Saturday, August 30, 2014

Backpressure in async communication systems

I recently saw this excellent presentation video of Mr Kuhn ..  and later on found about the community standardization effort of reactive streams.

As I have done many experiments dealing with backpressure issues in a high volume async distributed system, I'd like to point out some possible pitfalls of the "flow control" mechanism proposed in the reactive streams spec and point out how I dealt with the problem (after having tried similar solutions).

The problem of flow control arises in asynchronous communication if the sender sends messages at a higher pace than (one of the) receivers can process them.
This problem is well known from networking and actually TCP implements a similar scheme to the one proposed in the RStreams spec. Another - less known - flow control scheme is NAK. NAK is used typically in low latency brokerless (multicast) messaging products.

The "Reactive Streams" spec proposes an acknowledge based protocol (although its not presented as such).

Receiver sends "requestMore(numberOfMsg)" to Sender
Sender sends "numberOfMsg" messages to Receiver

by emitting "requestMore", a Receiver signals it has received+processed (or will have finished processing soon) previously received messages. Its an acknowledgement message (ACK).

Problematic areas:

  1. it works for point to point communication only. If you have a multicast situation (e.g. one sender multicasts to N receivers), this does not work well.
    Reason:
    In order to make this work, the sender needs to be aware of all receivers, then wait for every receiver to have sent a "requestMore", then compute the minimum of all "requestMore" messages and finally send this amount of messages.
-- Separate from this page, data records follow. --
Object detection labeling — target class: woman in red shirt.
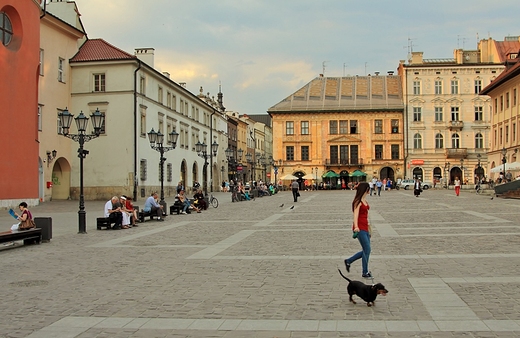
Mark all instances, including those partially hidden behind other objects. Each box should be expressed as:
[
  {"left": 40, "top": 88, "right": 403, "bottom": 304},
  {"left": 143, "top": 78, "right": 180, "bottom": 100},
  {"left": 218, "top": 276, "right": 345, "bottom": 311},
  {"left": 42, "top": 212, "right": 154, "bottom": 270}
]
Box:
[{"left": 345, "top": 182, "right": 373, "bottom": 278}]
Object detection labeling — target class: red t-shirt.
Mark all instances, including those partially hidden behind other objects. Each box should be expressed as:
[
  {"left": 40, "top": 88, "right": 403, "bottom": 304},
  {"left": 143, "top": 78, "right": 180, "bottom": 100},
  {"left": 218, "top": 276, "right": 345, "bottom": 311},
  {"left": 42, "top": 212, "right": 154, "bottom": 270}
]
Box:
[{"left": 358, "top": 202, "right": 370, "bottom": 232}]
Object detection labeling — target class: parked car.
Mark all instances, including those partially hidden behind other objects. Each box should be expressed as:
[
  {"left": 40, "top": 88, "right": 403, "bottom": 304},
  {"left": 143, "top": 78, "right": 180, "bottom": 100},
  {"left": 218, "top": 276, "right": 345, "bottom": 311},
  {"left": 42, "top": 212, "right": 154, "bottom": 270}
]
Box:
[{"left": 398, "top": 180, "right": 433, "bottom": 190}]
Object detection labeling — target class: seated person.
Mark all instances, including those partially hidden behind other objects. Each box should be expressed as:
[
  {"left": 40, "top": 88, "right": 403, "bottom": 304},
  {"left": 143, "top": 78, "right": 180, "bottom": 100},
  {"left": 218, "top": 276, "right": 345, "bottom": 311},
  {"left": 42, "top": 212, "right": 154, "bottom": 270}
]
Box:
[
  {"left": 105, "top": 196, "right": 123, "bottom": 230},
  {"left": 193, "top": 189, "right": 208, "bottom": 210},
  {"left": 143, "top": 192, "right": 164, "bottom": 222},
  {"left": 119, "top": 196, "right": 133, "bottom": 229},
  {"left": 177, "top": 190, "right": 200, "bottom": 215}
]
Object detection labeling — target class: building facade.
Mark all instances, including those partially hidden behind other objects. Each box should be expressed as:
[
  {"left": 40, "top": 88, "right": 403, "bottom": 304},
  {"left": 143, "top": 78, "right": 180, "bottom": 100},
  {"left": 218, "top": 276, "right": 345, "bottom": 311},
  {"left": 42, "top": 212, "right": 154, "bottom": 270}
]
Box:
[
  {"left": 0, "top": 0, "right": 43, "bottom": 207},
  {"left": 268, "top": 75, "right": 404, "bottom": 188},
  {"left": 398, "top": 39, "right": 518, "bottom": 184}
]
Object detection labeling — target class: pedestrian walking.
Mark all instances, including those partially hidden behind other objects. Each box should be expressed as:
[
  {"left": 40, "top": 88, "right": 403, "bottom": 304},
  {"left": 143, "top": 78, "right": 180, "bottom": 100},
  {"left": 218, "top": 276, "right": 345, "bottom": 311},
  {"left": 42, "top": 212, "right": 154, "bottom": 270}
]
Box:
[
  {"left": 413, "top": 178, "right": 422, "bottom": 197},
  {"left": 454, "top": 177, "right": 460, "bottom": 196},
  {"left": 291, "top": 180, "right": 300, "bottom": 202},
  {"left": 376, "top": 180, "right": 383, "bottom": 197},
  {"left": 345, "top": 182, "right": 373, "bottom": 278}
]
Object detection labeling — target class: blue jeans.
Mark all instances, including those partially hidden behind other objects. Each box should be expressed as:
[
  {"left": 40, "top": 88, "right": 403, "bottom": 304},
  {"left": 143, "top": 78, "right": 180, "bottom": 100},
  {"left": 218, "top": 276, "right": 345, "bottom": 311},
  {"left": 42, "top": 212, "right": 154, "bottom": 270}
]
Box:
[{"left": 347, "top": 230, "right": 370, "bottom": 275}]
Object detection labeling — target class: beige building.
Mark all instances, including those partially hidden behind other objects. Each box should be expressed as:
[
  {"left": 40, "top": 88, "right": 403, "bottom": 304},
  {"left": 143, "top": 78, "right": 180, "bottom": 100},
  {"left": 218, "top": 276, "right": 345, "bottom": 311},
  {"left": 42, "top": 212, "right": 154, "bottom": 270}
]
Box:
[
  {"left": 481, "top": 49, "right": 520, "bottom": 179},
  {"left": 38, "top": 2, "right": 85, "bottom": 201},
  {"left": 268, "top": 74, "right": 404, "bottom": 188},
  {"left": 398, "top": 39, "right": 518, "bottom": 183}
]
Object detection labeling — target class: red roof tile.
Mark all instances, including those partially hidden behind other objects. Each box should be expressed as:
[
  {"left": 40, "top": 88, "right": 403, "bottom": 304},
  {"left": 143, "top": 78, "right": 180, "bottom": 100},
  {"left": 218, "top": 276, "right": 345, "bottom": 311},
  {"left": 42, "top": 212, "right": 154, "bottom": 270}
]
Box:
[
  {"left": 70, "top": 39, "right": 137, "bottom": 62},
  {"left": 495, "top": 41, "right": 520, "bottom": 63}
]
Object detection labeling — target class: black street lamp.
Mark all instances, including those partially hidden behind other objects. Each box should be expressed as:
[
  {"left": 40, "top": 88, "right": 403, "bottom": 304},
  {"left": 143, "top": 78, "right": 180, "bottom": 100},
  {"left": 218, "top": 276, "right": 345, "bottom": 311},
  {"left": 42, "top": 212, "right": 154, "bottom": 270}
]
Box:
[
  {"left": 225, "top": 148, "right": 244, "bottom": 182},
  {"left": 444, "top": 162, "right": 451, "bottom": 189},
  {"left": 148, "top": 128, "right": 179, "bottom": 205},
  {"left": 195, "top": 141, "right": 218, "bottom": 196},
  {"left": 502, "top": 148, "right": 507, "bottom": 177},
  {"left": 58, "top": 108, "right": 105, "bottom": 234}
]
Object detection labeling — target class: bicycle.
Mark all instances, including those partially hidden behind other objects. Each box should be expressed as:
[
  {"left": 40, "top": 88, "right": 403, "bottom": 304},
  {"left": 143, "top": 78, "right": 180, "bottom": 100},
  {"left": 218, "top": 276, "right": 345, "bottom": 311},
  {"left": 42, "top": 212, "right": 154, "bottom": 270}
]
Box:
[{"left": 209, "top": 194, "right": 218, "bottom": 208}]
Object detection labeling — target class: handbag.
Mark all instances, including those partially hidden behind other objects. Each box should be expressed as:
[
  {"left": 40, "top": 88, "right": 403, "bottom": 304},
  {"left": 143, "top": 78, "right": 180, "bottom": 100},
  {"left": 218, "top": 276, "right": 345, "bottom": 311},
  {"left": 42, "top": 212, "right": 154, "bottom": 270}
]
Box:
[{"left": 19, "top": 218, "right": 36, "bottom": 230}]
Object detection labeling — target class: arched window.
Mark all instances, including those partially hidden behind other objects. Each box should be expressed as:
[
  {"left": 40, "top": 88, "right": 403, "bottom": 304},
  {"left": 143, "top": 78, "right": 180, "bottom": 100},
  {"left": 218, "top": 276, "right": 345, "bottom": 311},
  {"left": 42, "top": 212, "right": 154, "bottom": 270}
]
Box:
[
  {"left": 0, "top": 12, "right": 13, "bottom": 46},
  {"left": 475, "top": 133, "right": 484, "bottom": 149},
  {"left": 435, "top": 134, "right": 444, "bottom": 149},
  {"left": 413, "top": 133, "right": 422, "bottom": 149},
  {"left": 451, "top": 133, "right": 460, "bottom": 148}
]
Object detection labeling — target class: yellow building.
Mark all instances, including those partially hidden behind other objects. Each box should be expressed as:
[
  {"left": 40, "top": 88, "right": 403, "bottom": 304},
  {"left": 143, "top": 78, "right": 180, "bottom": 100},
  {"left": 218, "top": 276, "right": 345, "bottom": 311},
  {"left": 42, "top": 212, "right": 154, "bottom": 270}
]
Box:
[{"left": 268, "top": 74, "right": 404, "bottom": 187}]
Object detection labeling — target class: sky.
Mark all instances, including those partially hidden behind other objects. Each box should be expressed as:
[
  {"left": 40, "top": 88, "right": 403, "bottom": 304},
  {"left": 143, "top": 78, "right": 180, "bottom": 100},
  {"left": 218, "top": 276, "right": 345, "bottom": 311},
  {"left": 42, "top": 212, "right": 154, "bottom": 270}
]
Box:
[{"left": 75, "top": 0, "right": 520, "bottom": 114}]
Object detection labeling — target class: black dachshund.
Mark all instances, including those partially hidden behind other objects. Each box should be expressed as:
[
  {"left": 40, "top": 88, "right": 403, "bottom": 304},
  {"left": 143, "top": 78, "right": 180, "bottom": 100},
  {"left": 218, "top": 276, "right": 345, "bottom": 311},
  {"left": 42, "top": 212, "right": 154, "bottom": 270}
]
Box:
[{"left": 338, "top": 269, "right": 388, "bottom": 306}]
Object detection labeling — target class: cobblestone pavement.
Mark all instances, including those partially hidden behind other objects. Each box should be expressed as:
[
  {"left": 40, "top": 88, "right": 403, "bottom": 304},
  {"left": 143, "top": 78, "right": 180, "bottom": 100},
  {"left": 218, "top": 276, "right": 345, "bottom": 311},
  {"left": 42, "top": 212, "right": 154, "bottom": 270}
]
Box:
[{"left": 0, "top": 190, "right": 520, "bottom": 338}]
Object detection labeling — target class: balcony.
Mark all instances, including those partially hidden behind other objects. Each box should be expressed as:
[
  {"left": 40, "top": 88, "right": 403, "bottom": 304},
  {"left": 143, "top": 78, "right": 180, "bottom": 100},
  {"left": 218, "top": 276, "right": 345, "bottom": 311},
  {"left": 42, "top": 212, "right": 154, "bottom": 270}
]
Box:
[
  {"left": 444, "top": 148, "right": 468, "bottom": 159},
  {"left": 325, "top": 158, "right": 363, "bottom": 168},
  {"left": 448, "top": 121, "right": 464, "bottom": 130}
]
Once a receiver dies, no "requestMore" is send/received, so the sender can't sent anything for an extended amount of time (receiver-timeout). If one receiver pauses (e.g. GC's), a "requestMore" is missing, so the sender needs to stall all communication.
    You can see those effects in action with JGroups using a configuration with credit based flow control protocol. Once a cluster node terminates, throughput falls to zero until the node-leave timeout is reached (similar issues are observable with the ACK-based NACKACK reliable UDP transport of JGroups). ACK ftl :-)
  2. The actual throughput depends hard on connection latency. As the ACK signal ("requestMore") takes a longer time then to reach the sender, the receiver buffer must be enlarged depending on latency, additionally the size of chunks requested by "requestMore" must be enlarged. If one does not do this, throughput drops depending on latency. Short said:
    sizeOfBuffer needs to be >= eventsProcessable per roundTripLatency interval. This can be solved by runtime introspection, however in practice this can be tricky especially with bursty traffic.
  3. As long reliable communication channels (in memory, TCP) are used: Those transports already have implemented a flow control / backpressure mechanism, so "Reactive Streams" effectively doubles functionality present at a lower and more efficient level. Its not too hard to make use of the backpressure signals of e.g. TCP (one solution is an "outbound" queue on sender side, then observe its size). One can achieve the same flow control results without any need for explicit application level ACK/Pull messages like "requestMore". For inmemory message passing, one simply can inspect the queue size of the receiver. [you need a queue implementation with a fast size() implementation then ofc]

Alternative: NAK instead of ACK, adaptive rate limits

The idea of NAK (=negative acknowledgement) is raise backpressure signals from receiver side only in case a component detects overload. If receivers are not in an overload situation, no backchannel message traffic is present at all.

The algorithm outlined below worked for me in a high throughput distributed cluster:

Each sender has a send rate limit which is increased stepwise over time. Usually the starting default is a high send rate (so its actually not limiting). Receivers observe the size of their inbound queue. Once the queue size grows to certain limits, receivers emit an NAK( QFillPercentage ) message. E.g. 50%, 75%, 87%, 100%. The sender then increases the send rate limit depending on the "strength" of the NAK message. To avoid permanent degrade, the sender increases the send rate stepwise (the step size may depend on the time no NAK was received).

This works for 1:1 async communication patterns as well as for 1:N. In an 1:N situation the sender reacts to the highest strength NAK message within a timing window (e.g. 50ms). The 0-traffic-on-dying-receiver problem is not present. Additionally the sender does not need to track the number of receivers/subscribers, which is a very important property in 1:N multicast messaging.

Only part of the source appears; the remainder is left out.